Nos queda su recuerdo

Todos, absolutamente todos los seres humanos, en algún momento de nuestra vida debemos afrontar el traumático dolor de la pérdida de alguno o algunos de nuestros seres queridos. Acostumbrados a su querida presencia física, su pérdida repentina estremece y sacude las fibras más íntimas de nuestros sentimientos. Ninguna explicación es suficiente para aceptar la fatal realidad. La pérdida de un familiar o de un amigo nos marca para siempre. Qué tragedia más grande, la de perder a una madre; qué duro tener que resignarse a nunca más poder abrazarla y oír su voz; qué hermoso soñar con ella, pero qué tristeza al despertar y saber que solo fue un sueño.

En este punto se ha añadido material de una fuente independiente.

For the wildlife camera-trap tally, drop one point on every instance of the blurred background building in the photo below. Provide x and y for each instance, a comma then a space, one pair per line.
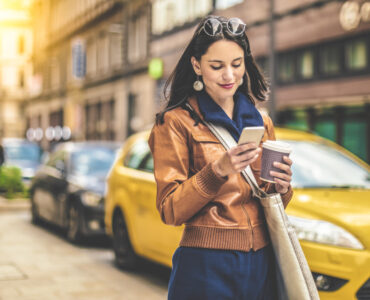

Qué dolor más inmenso, el de perder a un hijo; la naturaleza prevé que los hijos entierren a sus padres, pero cuando esa ley se trastoca, sólo queda apelar al heroísmo, para como padres poder soportar la tragedia; si al perder a los padres sus hijos quedan huérfanos, si quienes pierden a su cónyuge quedan viudos, tan inexplicable resulta la pérdida de un hijo, que en el diccionario no existe una palabra que defina en qué condición quedan quienes le dieron la vida.

Quienes nos dejaron físicamente, quedaron más presentes que nunca en nuestra memoria, están ahí, en nuestros diarios pensamientos, en nuestros mejores recuerdos, en nuestra eterna nostalgia. No nos queda más que agradecerle a la vida por haberlos tenido y haber compartido el amor.